Sicilian Eggplant Lasagne (low fat)

Chicken Burger with tangy garlic mayonnaise

Albondigas Aldonze

Moroccan garbanzo and vegetable salad

Spaghetti with Gorgonzola

Chef Aldonze Hangover Cures

Sukiyaki

Boeuf Bourguignon

Ratatouille à la Robaire

 

Chef Aldonze blithely snorts

Bon Jour, Haark!

This is Aldonze. Chef Aldonze-Luiz (Loo-eeze) at your service!
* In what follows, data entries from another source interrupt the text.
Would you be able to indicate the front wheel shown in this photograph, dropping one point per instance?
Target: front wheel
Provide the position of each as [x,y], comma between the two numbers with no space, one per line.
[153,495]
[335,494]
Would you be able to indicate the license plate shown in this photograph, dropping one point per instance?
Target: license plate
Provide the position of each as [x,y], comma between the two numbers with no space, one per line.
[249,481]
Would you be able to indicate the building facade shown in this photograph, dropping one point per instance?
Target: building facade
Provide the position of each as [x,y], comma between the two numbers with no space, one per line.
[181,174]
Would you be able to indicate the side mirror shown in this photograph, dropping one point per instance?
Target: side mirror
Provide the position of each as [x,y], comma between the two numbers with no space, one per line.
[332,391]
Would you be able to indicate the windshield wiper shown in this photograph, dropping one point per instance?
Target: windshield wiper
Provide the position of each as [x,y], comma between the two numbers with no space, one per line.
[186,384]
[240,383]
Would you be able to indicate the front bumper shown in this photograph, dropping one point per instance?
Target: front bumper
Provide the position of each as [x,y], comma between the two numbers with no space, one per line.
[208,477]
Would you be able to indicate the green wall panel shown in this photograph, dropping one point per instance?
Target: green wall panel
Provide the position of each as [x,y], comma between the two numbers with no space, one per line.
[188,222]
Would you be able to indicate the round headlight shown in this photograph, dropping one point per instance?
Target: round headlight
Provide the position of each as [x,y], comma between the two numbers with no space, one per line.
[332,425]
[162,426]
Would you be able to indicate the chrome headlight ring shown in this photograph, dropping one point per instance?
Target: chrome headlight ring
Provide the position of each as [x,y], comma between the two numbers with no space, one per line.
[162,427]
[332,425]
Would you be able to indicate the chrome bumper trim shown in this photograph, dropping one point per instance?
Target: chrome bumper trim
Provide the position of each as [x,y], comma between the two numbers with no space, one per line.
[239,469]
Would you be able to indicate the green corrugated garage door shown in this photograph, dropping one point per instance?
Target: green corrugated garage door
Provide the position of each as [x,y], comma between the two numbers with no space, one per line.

It pleases Aldonze that you enjoy my Phad Thai as a tasty "masterpiece". However, you must be some kind of a crustacean on the anus of a whale to trust my treasured receipt to a fool! This friend is no chef! There is no chef who would allow his assistant soused chef to make such a terrible blunder! Shame on him! Why you do want to have someone else cook my receipt? My receipts are four the simple-minded. Even a no talent hack like you should have great success. Aldonze is sorry you were so near death but you have only yourself to blame. I trust that you feel better and can now sign my check and send it. Don't make Aldonze suspicion. I do not want to lose my cold again! I am not a man to make the toys with!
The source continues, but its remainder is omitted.